Baldini now supports Pino Rauti, whose splinter group called the Social Movement still carries aloft the Fascist banner. "If he should disappear, I won't vote, because I don't feel like negotiating or compromising," she says.
Baldini knows her impact is limited to voting her conscience since Mr. Rauti gets only 1 or 2 percent of the vote nationally.
By contrast, Fini's National Alliance has grown as he moves the party further away from its neo-Fascist roots.
Italy's right-wing vote has gone from 5.2 percent in the 1992 national elections, when the party was still the Italian Social Movement (MSI), to 15.7 percent in the 1996 elections won by the ruling center-left coalition of Prime Minister Romano Prodi.
Fini himself is benefiting, too. The party's dynamic leader consistently places among the country's highest-rated politicians in public opinion polls.
"They've won a new electorate that was not linked to the Fascist experience," observes Piero Ignazi, a political scientist at the University of Bologna and author of books on European and Italian right-wing movements. "The consensus comes from all levels of society, especially the young."
The National Alliance, which took the place of the MSI in January 1995, emphasizes that Fascism is finished. "The voters who are still in some way linked to [Fascism] either vote for Rauti or don't vote or don't exist any more, simply because more than 50 years have passed since the end of World War II," says Adolfo Urso, a parliamentary deputy and part of the National Alliance's 15-member national executive.
The National Alliance is not like the far-right National Front of Jean-Marie Le Pen in France, Mr. Urso says. The points of reference he cites are Charles de Gaulle, Margaret Thatcher, and Ronald Reagan."The Italian right is not racist and never has been. It isn't chauvinistic. It isn't xenophobic," he says.
Left-wing commentator Barbara Spinelli agrees that Mr. Le Pen's National Front and Fini's National Alliance are two different phenomena. "Italy and France are not in any way comparable in the present historical moment," she wrote last week in La Stampa, a prestigious Turin daily.

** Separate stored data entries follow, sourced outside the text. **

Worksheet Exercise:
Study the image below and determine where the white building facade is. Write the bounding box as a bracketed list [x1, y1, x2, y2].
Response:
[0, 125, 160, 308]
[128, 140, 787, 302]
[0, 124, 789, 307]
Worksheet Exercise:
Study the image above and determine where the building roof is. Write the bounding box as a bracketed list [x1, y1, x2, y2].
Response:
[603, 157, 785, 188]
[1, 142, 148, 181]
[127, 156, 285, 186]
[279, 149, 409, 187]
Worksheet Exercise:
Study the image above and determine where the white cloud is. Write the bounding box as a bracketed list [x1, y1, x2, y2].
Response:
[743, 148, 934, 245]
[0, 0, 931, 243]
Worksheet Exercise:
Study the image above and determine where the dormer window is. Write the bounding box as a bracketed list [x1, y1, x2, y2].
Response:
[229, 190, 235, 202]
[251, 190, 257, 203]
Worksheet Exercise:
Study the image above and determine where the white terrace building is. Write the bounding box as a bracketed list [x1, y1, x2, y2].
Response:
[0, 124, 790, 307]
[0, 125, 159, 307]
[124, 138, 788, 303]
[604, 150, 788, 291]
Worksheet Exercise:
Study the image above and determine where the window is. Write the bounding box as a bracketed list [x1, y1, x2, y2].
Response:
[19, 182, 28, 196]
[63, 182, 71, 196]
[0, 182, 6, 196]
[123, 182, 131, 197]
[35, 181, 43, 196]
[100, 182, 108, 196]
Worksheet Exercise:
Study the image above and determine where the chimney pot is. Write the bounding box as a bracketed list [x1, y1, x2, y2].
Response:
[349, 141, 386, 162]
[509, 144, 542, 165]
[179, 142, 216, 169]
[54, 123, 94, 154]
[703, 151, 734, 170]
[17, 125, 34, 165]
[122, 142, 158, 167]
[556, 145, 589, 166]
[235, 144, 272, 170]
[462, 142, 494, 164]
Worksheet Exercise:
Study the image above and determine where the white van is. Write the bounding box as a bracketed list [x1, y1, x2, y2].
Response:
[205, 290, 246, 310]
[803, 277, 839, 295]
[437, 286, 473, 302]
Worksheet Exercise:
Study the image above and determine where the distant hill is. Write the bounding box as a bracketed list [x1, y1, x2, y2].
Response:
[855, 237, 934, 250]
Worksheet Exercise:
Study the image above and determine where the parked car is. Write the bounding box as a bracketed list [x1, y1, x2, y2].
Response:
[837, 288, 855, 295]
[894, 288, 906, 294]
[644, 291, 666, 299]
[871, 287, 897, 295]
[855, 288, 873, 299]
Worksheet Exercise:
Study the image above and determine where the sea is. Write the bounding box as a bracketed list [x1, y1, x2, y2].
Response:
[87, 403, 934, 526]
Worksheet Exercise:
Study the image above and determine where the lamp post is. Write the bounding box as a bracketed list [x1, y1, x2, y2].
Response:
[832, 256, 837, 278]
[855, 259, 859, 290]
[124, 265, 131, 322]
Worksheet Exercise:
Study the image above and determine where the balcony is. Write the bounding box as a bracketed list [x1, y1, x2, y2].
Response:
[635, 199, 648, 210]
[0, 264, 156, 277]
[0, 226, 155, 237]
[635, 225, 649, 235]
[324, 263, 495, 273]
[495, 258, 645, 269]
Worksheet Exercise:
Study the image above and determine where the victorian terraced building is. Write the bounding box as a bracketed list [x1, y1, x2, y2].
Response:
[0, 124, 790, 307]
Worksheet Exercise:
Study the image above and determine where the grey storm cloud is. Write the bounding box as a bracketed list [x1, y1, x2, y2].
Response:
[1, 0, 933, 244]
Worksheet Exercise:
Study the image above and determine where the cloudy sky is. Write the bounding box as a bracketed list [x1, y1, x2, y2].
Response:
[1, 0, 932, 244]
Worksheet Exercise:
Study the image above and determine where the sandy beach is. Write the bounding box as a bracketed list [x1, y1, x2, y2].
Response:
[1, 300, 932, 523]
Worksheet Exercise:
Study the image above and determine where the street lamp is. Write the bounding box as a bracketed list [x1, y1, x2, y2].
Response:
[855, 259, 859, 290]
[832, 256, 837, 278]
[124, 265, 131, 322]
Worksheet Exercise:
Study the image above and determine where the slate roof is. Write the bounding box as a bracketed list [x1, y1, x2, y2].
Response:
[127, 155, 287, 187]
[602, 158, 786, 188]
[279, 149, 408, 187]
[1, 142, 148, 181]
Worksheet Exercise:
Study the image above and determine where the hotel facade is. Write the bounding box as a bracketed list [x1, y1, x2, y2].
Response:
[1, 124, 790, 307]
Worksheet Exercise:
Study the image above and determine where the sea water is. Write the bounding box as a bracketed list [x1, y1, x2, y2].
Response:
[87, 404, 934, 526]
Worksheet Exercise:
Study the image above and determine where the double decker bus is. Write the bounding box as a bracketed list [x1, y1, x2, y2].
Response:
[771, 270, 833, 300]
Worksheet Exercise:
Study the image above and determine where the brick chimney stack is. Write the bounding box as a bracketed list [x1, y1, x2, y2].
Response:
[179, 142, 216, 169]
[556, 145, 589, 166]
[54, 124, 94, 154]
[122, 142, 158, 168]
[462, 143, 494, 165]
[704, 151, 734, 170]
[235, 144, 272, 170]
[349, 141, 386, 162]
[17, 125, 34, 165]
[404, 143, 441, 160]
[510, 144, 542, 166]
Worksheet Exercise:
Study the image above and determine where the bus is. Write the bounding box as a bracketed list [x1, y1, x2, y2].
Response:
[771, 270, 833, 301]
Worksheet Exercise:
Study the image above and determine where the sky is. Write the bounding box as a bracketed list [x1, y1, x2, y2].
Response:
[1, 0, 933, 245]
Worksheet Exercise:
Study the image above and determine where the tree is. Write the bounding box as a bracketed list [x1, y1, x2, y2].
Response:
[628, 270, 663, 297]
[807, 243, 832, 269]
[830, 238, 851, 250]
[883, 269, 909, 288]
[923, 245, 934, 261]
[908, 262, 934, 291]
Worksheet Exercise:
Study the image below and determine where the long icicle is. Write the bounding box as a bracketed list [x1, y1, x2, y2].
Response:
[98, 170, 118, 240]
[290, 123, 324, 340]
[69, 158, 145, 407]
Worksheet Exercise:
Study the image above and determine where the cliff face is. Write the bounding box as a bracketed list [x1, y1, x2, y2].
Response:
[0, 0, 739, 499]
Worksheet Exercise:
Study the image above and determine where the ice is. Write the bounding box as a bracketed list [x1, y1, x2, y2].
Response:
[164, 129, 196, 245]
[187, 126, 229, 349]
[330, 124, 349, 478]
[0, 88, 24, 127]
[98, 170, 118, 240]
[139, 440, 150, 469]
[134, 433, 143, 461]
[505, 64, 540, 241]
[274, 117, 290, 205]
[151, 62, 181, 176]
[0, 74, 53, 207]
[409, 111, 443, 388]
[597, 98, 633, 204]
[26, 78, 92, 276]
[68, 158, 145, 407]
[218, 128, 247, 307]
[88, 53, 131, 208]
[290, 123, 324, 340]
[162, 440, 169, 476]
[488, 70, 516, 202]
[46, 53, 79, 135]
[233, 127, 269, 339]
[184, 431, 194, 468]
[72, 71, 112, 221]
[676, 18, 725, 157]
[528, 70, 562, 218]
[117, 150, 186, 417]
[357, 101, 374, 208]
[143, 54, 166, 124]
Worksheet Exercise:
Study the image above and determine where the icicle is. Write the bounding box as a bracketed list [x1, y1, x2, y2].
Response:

Communism, the historic enemy of Fascism, collapsed with the Berlin Wall, so it was natural that Fini should transform the neo-Fascist MSI into a new party, Urso says. The black shirts of Mussolini's followers, the Fascist salutes, and the Mussolini busts - all MSI symbols earlier in the decade, when Fini was still calling Mussolini the century's greatest statesman - are gone. Fascism is finished, Urso says.
"It's a historical fact. It's a little like studying Napoleon," he says.
Professor Ignazi, while admitting that he is very hard on the National Alliance, is much more cautious. He sees in the party strong cultural, ideological, and sentimental links to Fascism. The National Alliance has not repudiated Fascism or termed it a mistake or an evil, he says, it has simply swept Fascism under the rug.
"There are many nice declarations, but no consistent action has been taken," Ignazi says. "Doing that is terribly painful."